Sometimes being the bigger person in a fight is not always the easiest thing to do in a relationship. We have all been there, at loggerheads with our significant others, unwilling to stand down from the fact that we’re right and they are very obviously wrong.
Very recently, I was having a particularly light-hearted phone conversation with my partner one night when it started to go to hell over the most inconsequential matter. It escalated into an argument and I told him in very few words that if he was going to get angry over something so stupid then the conversation needed to end right there, lest we say anything hurtful. And so it did.
I was one of those couples that used to say that we didn’t argue much, or even at all, but as you get to know that person and all their nit-picky little habits, that sentence unfortunately turns void. As such, over the years, I’ve had many opportunities to confront a situation and try to face it head on.

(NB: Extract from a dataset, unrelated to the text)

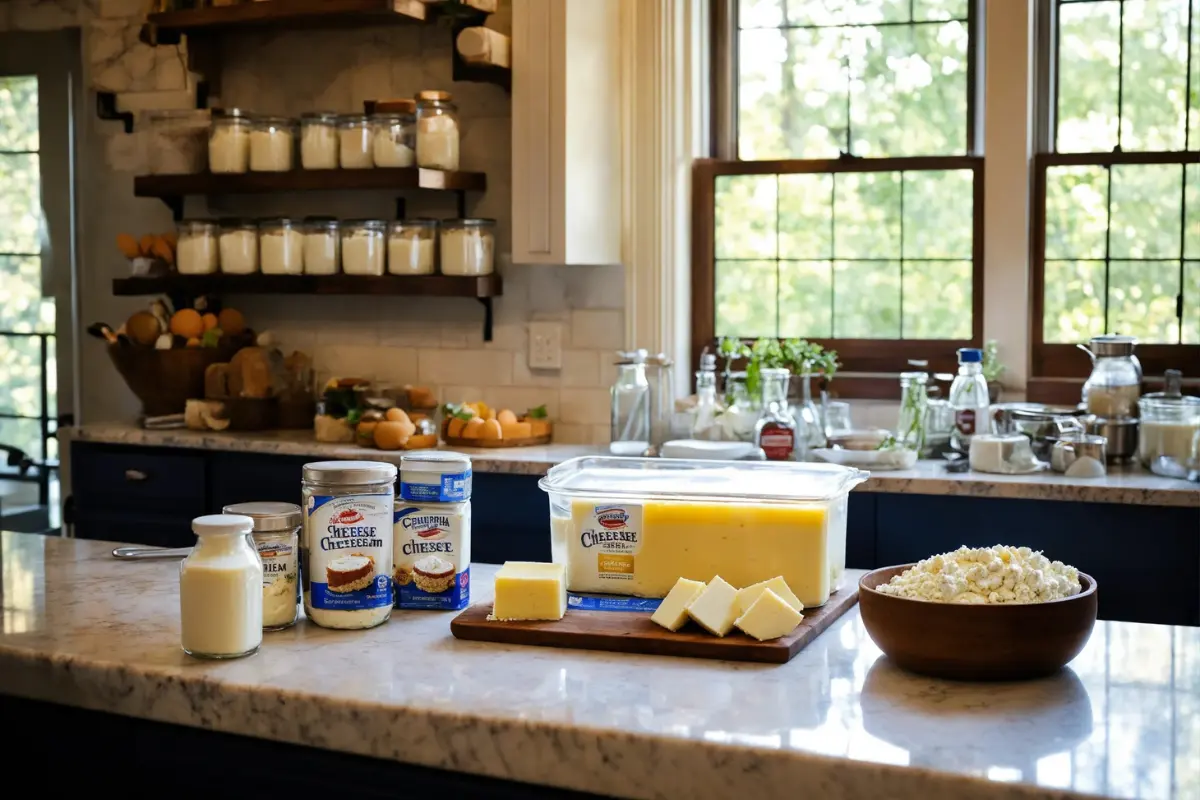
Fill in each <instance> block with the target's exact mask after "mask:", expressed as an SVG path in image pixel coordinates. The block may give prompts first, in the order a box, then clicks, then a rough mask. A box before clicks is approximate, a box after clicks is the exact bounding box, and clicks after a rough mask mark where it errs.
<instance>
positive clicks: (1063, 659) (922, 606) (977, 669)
mask: <svg viewBox="0 0 1200 800" xmlns="http://www.w3.org/2000/svg"><path fill="white" fill-rule="evenodd" d="M964 551H966V554H967V555H966V559H965V560H960V559H959V558H952V557H961V555H962V554H964ZM1006 552H1007V553H1006ZM1031 555H1032V557H1038V558H1037V559H1032V558H1028V557H1031ZM1006 559H1007V560H1006ZM997 560H998V561H1000V565H998V566H997V565H996V564H992V561H997ZM1014 561H1015V564H1014ZM1046 565H1049V566H1046ZM980 567H982V569H980ZM1039 567H1045V569H1039ZM997 577H998V582H997ZM1022 587H1024V589H1022ZM858 588H859V593H858V603H859V607H860V609H862V615H863V625H864V626H865V627H866V632H868V633H869V634H870V637H871V639H874V640H875V644H876V645H878V648H880V649H881V650H883V652H884V654H886V655H887V656H888V658H890V660H892V661H893V662H894V663H895V664H896V666H899V667H901V668H904V669H907V670H910V672H914V673H920V674H923V675H931V676H935V678H950V679H955V680H1022V679H1028V678H1040V676H1043V675H1049V674H1051V673H1055V672H1057V670H1058V669H1061V668H1062V667H1063V666H1066V664H1067V663H1068V662H1069V661H1072V660H1073V658H1074V657H1075V656H1078V655H1079V652H1080V651H1081V650H1082V649H1084V645H1085V644H1086V643H1087V639H1088V637H1090V636H1091V634H1092V627H1093V626H1094V625H1096V610H1097V590H1096V581H1094V579H1093V578H1092V577H1091V576H1088V575H1085V573H1082V572H1078V571H1076V570H1074V569H1073V567H1068V566H1066V565H1062V564H1060V563H1057V561H1055V563H1050V561H1046V559H1044V558H1040V554H1039V553H1031V552H1030V551H1028V549H1027V548H1003V547H998V548H974V549H967V548H962V549H960V551H958V552H956V553H946V554H942V555H936V557H932V558H929V559H925V560H924V561H920V563H919V564H904V565H900V566H889V567H884V569H882V570H875V571H874V572H869V573H866V575H865V576H863V577H862V579H860V581H859V583H858Z"/></svg>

Men usually try to stay away from immediate conversations to cool off, but I’d rather just confront it right there and then, thank you very much, and let go of whatever residual anger there is. I don’t need to go into tomorrow’s meeting fuming over an argument we just had – but, you can’t always get what you want. Now most handbooks and advice columns preach that you should never go to bed angry, well I have to say that sometimes that just isn’t very possible at all.
So instead of having a long drawn-out argument that would have lasted quite a while, I called him the next morning and accepted whatever it is he wanted to say and let the argument end there.
Did I give up and just let him walk all over me?
Of course not! That should never happen, because how effective is that in the long-run? You’ll constantly get into the same fights and it doesn’t take a psychiatrist to tell you that your relationship might receive a rather permanent crack in it.
I just decided to agree to disagree and that we were left at an impasse. We are two unique individuals who cannot possibly agree on every single thing and that is something that I think couples should realise. There will always be differences, but it is how you deal with them that lay the solution.
With some arguments, you do have to attest to the fact that you just might be wrong when you really are. Pride gets you nowhere and just draws out a rather emotional process and I do have to say, women are guilty of it to. I’ve had to wave a white flag now and then because I was indeed in the wrong. I had to accept it, apologise and move on.
When is it best to stand down though? Backing-off instead of confronting the situation sometimes does help, allowing you to rationalise the situation properly. You can even talk it over with someone you trust so that it allows you to see things from a different perspective, while at other times; the time simply allows you to stop being so stubborn and just kiss and make-up already.
Don’t take it the wrong way though, conflict doesn’t mean that a person wins or loses. It means that there is a difference in opinion, a problem or obstacle within the relationship that generally needs to be addressed. In some cases, standing down means not getting defensive and instead resolving the issue in a manner that doesn’t point fingers. How does blaming anyone or even yourself help the situation, when you could be working towards a solution instead.
So let go, let live and you’ll be all the more happy about it. The next time you get into an argument, decide whether it’s worth the agony of feeling justified or if it’s a sign that a discussion is in order to keep the relationship going.
*The views and opinions expressed in this article are those of the author’s and are not those of a health-care providing professional or counsellor and are not intended to substitute for informed professional advice.